New Perspectives on Marriage and Courtship in Mexico

AHA Session 288
Conference on Latin American History 70
Sunday, January 8, 2017: 9:00 AM-10:30 AM
Mile High Ballroom 4A (Colorado Convention Center, Ballroom Level)
Chair:
Jocelyn Olcott, Duke University
Comment:
The Audience

Session Abstract

This panel of four papers explores the widening range of themes that historians are linking to courtship and marriage.  In the 1980s courtship and marriage became important focuses of study as scholarly interest blossomed in the history of women and gender in Mexico and Latin America more generally.  For scholars who sought a window onto the lives and status of women, records about courtship and marriage offered rich sources.  Such records include parish registers of marriages themselves, civil and ecclesiastical laws, ideological discourses, and judicial records of courtships and marriages that had come into dispute.  These sources also helped scholars explore gender—particularly as it was embedded in the relations between women and men—as a fundamental structure in society. 

Consideration of women and of gender have since been more widely melded into the framing of historical studies.  Yet marriage and courtship continue to command the attention of historians doing research on Mexico.  The range of issues analyzed in the context of courtship and marriage has widened significantly.  Indeed, with the increasing development of women’s and gender studies, courtship and marriage have become fairly mainstream avenues that historians might follow even as they make inquiry into other issues. 
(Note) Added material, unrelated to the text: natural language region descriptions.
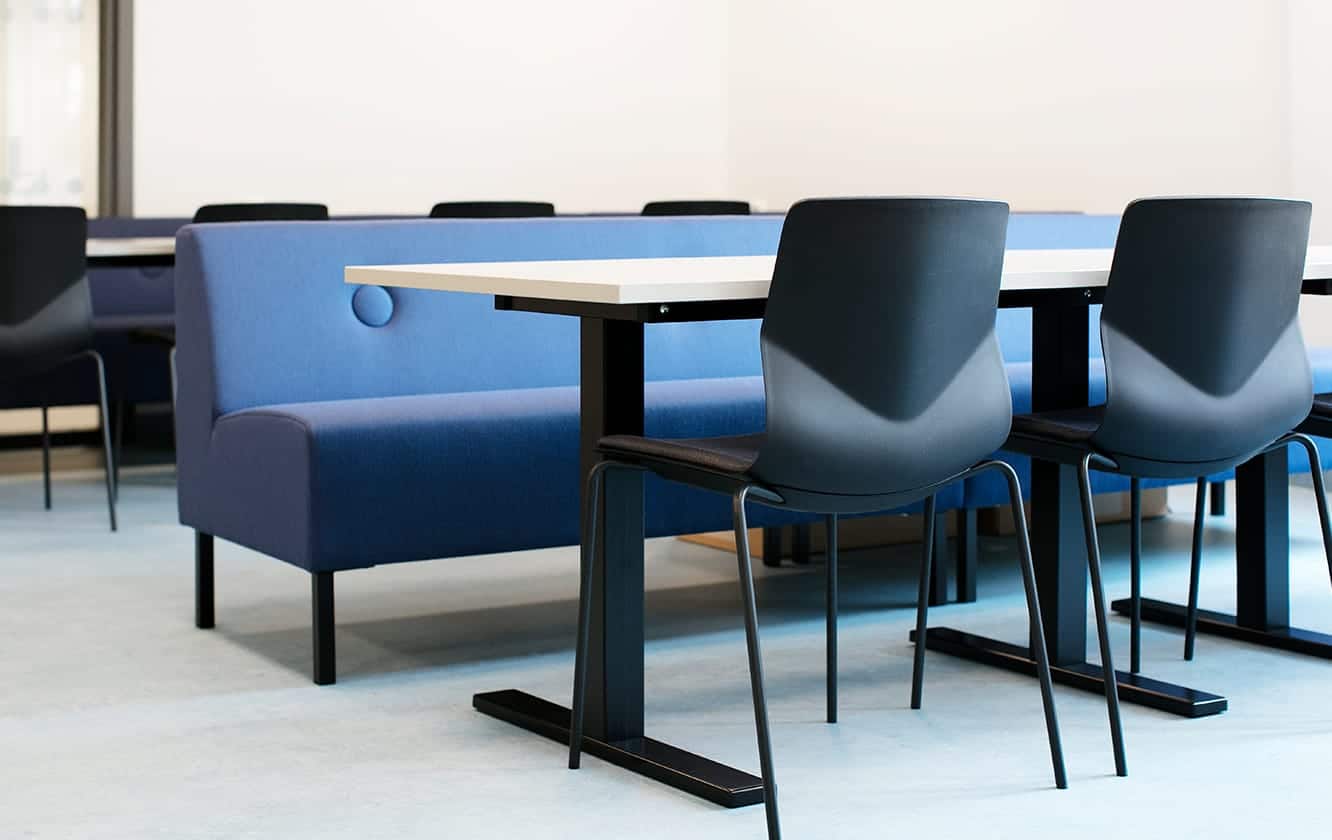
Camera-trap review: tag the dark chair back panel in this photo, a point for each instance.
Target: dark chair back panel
(492, 209)
(45, 309)
(269, 212)
(697, 208)
(881, 364)
(1204, 360)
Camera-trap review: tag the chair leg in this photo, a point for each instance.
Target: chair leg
(203, 579)
(585, 582)
(325, 647)
(45, 454)
(765, 746)
(1135, 574)
(105, 437)
(1107, 664)
(1195, 570)
(119, 449)
(773, 546)
(923, 602)
(969, 551)
(830, 636)
(1319, 493)
(1038, 627)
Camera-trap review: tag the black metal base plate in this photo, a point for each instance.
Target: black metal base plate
(693, 774)
(1222, 625)
(1132, 687)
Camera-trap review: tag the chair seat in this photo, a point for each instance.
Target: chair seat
(1070, 426)
(730, 455)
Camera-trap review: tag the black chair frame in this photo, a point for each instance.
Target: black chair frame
(741, 494)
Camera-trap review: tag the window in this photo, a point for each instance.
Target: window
(48, 101)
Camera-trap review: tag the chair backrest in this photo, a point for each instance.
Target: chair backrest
(492, 209)
(697, 208)
(1204, 360)
(881, 362)
(45, 309)
(271, 212)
The rationale of this panel is to explore various ways in which courtship and marriage can illuminate broad issues in history.  The four papers represent a wide range of approaches and thematic concerns, and a sweeping chronological span—from the seventeenth century to the 1960s.  Yet there is substantial “conversation” among the papers.  They speak to a number of shared topics, including relations between genders; emotional experiences of men and women; understandings of morality and spiritual well-being; family ties; expectations and ideologies about gender roles; patriarchy in households and families; sexuality; individuals and couples in relation to state and church authorities; household composition and family economies; migration and relocation.  

The panel focuses on Mexico partly because Mexico’s rich archival holdings have yielded a wealth of scholarship in women’s, gender, social, and cultural history.  However, the panel as a whole does not seek to propose that the Mexican case is exceptional.  Rather, the panel aims to open a venue for discussion of comparisons—not only among various cultures, regions, and periods in Mexico’s history, but also between Mexico and other countries.